Renúncia coletiva atinge a base da equipe de Nürburgring, com o chefe de engenharia Laurent Fedacou no centro da tempestade

Por Bruno Bandeira

A semana começou quente em Nürburgring, mas não foi por causa do asfalto. A HRT, equipe que opera os carros da Ford no DTM, viveu um verdadeiro terremoto interno: segundo informações apuradas pela Motorsport-Total.com, os membros do time de engenharia pediram demissão em conjunto no dia 31 de julho. Sim, você leu certo: uma renúncia em grupo, daquelas que fazem qualquer chefe de equipe pensar em trocar a planilha de estratégia por uma carta de baralho.

No olho do furacão está ninguém menos que Laurent Fedacou, o engenheiro-chefe que chegou à equipe no final de 2021 e, ao que tudo indica, decidiu que o capítulo na Alemanha já deu o que tinha que dar. O francês, conhecido por sua experiência e por saber onde cada parafuso do carro se encaixa, agora protagoniza um enredo mais parecido com série de streaming do que com campeonato de turismo.

A saída coletiva levanta uma pergunta óbvia: afinal, o que aconteceu nos bastidores da HRT? Por enquanto, ninguém fala oficialmente, mas o clima deve estar tão tenso que até o café da copa deve ter ficado com gosto de estratégia de pit stop mal calculada.

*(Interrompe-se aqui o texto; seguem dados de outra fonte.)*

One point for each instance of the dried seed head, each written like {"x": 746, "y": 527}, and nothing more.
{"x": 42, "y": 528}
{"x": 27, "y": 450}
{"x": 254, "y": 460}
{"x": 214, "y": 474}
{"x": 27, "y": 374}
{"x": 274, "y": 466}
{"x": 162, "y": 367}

Especulações sobre os motivos vão desde divergências técnicas até aquela clássica ‘incompatibilidade de visões’ que, no automobilismo, costuma ser o mesmo que dizer ‘cada um quer puxar a sardinha para o seu lado’.

Com a debandada, a HRT precisa correr contra o tempo para reconstruir sua estrutura técnica antes das próximas etapas. Perder um engenheiro-chefe já é ruim; perder um departamento inteiro é algo que nem o plano B consegue resolver com um simples ‘vamos nos falar amanhã’. Resta saber se a Ford vai conseguir segurar as pontas ou se o DTM vai ganhar mais um capítulo de novela mexicana.

Enquanto isso, o mundo do automobilismo assiste de longe, com pipoca na mão, torcendo para que a próxima notícia traga mais respostas do que perguntas. Porque, convenhamos, uma renúncia coletiva sem explicação é como um safety car sem motivo aparente: a gente sabe que tem algo errado, mas só descobre na volta seguinte.